Thursday, March 31, 2011

Edited Volume: Reclaiming the Soul: Thinking Beyond the Body in Renaissance England, 30 April 2011

Call for Chapters – Edited Volume
Working Title: Reclaiming the Soul: Thinking Beyond the Body in Renaissance England
Editors: Drs. Sarah E. Johnson, Johnathan H. Pope, and Deanna Smid
This book aims to provide a comprehensive engagement with discussions and representations of the soul in Renaissance England. The recent abundance of body criticism has enriched our understanding of corporeality during the period. Despite the centrality of the soul to discourses of the body, however, the soul has received relatively little scholarly attention and has often been relegated to foregone conclusions even as scholarship on the minutiae of the body continues to proliferate.
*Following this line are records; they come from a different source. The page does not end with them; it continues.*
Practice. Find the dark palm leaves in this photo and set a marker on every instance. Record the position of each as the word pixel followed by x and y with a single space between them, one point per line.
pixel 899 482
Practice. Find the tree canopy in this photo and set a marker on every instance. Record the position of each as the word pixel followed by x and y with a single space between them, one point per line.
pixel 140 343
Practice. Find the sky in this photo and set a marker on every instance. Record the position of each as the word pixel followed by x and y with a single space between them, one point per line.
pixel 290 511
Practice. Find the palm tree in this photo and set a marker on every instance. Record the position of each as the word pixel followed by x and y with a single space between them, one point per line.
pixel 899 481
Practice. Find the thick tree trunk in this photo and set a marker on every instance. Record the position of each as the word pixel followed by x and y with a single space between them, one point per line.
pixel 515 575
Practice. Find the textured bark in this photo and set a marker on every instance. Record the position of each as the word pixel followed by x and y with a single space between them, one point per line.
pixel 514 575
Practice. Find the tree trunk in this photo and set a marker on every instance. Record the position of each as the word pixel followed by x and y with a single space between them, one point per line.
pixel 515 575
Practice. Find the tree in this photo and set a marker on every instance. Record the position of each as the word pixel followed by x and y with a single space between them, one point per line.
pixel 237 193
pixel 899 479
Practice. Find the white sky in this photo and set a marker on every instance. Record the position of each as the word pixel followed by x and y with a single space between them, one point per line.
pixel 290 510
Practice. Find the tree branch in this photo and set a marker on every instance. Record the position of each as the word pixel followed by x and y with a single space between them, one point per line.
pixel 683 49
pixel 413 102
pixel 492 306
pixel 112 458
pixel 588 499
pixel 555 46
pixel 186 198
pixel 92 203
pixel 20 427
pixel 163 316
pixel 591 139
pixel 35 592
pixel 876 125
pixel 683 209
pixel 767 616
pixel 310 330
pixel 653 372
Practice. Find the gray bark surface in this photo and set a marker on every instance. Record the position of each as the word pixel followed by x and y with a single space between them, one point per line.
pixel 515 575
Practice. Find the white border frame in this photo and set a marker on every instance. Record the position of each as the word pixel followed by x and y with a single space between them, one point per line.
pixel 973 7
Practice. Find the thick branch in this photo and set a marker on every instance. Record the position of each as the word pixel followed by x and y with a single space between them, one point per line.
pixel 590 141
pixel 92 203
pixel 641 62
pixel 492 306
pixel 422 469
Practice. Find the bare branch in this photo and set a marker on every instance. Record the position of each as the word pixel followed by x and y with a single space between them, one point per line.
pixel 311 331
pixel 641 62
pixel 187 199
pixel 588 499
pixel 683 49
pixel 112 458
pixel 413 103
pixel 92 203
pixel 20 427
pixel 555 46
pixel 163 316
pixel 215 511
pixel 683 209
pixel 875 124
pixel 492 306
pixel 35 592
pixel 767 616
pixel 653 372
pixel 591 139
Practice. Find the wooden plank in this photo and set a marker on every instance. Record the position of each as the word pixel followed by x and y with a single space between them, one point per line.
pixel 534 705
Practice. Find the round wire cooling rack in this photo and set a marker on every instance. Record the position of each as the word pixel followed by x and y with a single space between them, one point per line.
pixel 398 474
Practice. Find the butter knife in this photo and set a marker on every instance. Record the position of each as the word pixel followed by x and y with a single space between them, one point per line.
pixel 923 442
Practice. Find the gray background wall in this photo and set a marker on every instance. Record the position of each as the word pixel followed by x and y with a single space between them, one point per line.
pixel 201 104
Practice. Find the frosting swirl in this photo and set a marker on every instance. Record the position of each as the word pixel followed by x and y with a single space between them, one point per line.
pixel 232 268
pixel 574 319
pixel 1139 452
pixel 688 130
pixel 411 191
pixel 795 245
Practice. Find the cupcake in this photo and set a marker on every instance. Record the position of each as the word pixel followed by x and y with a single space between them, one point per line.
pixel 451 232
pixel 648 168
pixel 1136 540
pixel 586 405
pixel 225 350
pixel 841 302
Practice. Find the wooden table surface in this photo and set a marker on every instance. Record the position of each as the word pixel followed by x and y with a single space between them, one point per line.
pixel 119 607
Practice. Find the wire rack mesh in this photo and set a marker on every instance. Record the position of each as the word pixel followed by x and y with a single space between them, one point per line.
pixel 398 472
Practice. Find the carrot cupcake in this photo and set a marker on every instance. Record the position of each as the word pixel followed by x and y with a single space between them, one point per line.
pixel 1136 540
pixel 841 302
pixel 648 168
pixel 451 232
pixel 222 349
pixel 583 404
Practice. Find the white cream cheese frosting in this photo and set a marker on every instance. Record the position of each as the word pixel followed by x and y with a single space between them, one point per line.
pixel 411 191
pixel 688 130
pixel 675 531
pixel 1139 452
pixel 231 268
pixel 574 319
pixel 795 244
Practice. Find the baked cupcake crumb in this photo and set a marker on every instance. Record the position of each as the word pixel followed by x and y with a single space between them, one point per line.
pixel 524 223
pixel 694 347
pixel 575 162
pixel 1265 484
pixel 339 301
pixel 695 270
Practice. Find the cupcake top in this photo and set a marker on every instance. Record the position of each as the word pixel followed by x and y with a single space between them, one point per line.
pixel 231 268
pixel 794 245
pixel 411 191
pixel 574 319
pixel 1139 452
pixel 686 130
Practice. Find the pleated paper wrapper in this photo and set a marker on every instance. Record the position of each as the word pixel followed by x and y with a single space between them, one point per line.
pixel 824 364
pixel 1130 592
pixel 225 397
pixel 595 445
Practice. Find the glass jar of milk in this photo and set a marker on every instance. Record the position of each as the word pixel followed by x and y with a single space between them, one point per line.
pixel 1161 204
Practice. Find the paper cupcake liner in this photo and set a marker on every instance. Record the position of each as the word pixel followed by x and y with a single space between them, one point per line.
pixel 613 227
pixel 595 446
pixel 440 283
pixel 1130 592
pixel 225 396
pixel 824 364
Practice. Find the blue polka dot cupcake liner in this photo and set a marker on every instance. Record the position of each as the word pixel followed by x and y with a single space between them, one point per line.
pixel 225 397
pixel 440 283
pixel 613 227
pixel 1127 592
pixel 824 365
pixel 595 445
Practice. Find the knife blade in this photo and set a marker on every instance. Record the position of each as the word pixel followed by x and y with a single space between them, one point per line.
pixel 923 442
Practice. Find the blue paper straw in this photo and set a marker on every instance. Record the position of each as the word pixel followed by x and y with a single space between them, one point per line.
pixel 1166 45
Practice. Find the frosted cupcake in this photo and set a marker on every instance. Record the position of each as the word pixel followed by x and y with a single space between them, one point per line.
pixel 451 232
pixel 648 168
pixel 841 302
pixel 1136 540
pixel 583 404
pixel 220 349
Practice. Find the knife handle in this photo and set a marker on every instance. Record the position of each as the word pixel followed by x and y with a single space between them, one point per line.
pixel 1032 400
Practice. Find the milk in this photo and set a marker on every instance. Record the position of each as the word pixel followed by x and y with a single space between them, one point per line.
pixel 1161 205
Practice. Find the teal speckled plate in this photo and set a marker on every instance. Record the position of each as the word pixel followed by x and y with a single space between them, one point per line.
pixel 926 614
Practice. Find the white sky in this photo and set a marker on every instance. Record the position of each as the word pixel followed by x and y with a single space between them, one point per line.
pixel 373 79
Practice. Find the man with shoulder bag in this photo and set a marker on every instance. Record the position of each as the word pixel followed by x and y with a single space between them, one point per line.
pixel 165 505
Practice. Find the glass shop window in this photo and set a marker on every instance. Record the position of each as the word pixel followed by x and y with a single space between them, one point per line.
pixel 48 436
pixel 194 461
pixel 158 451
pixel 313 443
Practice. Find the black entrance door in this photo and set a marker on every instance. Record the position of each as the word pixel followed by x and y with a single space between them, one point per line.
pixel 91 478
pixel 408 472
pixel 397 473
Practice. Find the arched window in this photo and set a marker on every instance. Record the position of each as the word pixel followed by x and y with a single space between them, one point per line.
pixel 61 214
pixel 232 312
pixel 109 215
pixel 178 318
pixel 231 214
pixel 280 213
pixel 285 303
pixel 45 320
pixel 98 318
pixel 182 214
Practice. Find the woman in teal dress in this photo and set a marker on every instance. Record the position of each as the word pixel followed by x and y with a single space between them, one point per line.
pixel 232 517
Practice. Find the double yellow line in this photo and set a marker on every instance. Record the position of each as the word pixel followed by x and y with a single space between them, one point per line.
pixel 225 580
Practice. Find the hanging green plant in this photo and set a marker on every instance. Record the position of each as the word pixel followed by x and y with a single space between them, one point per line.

This book will focus on the wide variety of lively debates that were taking place in sixteenth- and seventeenth-century England in an effort to ‘reclaim the soul’ as a productive and multi-faceted subject of inquiry that informed Renaissance understandings of the self, the body, and one’s relationship with other selves and bodies.
In this book we are interested in perspectives on the soul that reflect the scope of the discourse in Renaissance England. We encourage submissions that address the representation of the soul in all types of writing from approximately 1558 to 1660, but particularly in literary texts as the site on which these debates played out. We are interested in all theoretical approaches, and interdisciplinary chapters are also welcome.
Topics may include but are not limited to:
  • the soul in medical and/or anatomical texts
  • the soul-body dialectic
  • devotion and the soul
  • denominational debates over the soul
  • the soul and subjectivity/selfhood
  • the soul and class
  • imagining the soul
  • mortalism/the afterlife of the soul
  • superstition about the soul
  • spirits and/vs. ghosts
  • representations of the soul in drama
  • images of the soul in emblem books
  • the soul and the mind
  • soul-body dialogues in poetry
  • gender/sex and the soul
  • the soul in women’s writings
  • the soul and political debate
  • the soul and its attributes/components: imagination, memory, the common sense, appetite, passions, reason
  • the soul and animals
Please direct proposals and inquiries to the editors at: reclaimingthesoul@gmail.com
Proposals of approximately 300 words along with a short CV should be attached as .doc, .docx, or .rtf files. Please include contact information along with your submission. Proposals must be received by April 30th, 2011. Completed chapters of approximately 6000 words from authors whose proposals have been selected will be due by September 30th, 2011. Publication of all material will be subject to publisher approval.
The Editors
Dr. Sarah Johnson is revising her dissertation on women and the soul-body divide in Jacobean drama for book publication. Her current research focuses on women’s writing and shifting ideas about the soul-body dynamic in Interregnum and Restoration literature. Sarah is Assistant Editor with Early Theatre. This summer she is taking up a SSHRC postdoctoral fellowship at Queen’s University. Her publications include articles on The Witch of Edmonton and on The Birth of Merlin and The Devil Is an Ass.
Dr. Johnathan Pope is currently a CLT Assistant Professor in the Department of English at St. Francis Xavier University. He has recently published articles on the anatomist John Banister and the emblematist Francis Quarles. He is currently revising his dissertation, “An Anatomy of the Soul in English Renaissance Religious Poetry,” for publication.
Dr. Deanna Smid is currently a part-time instructor in the Department of English at Redeemer University College. Her dissertation, “‘The World in Man’s Heart’: The Faculty of Imagination in Early Modern English Literature,” analyzes the characteristics and necessity of imagination in Renaissance texts. Her research interests also include emblems and science fiction, two areas in which she has recently published articles. She will be taking up a SSHRC postdoctoral fellowship at the Centre for Reformation and Renaissance Studies at the University of Toronto this summer.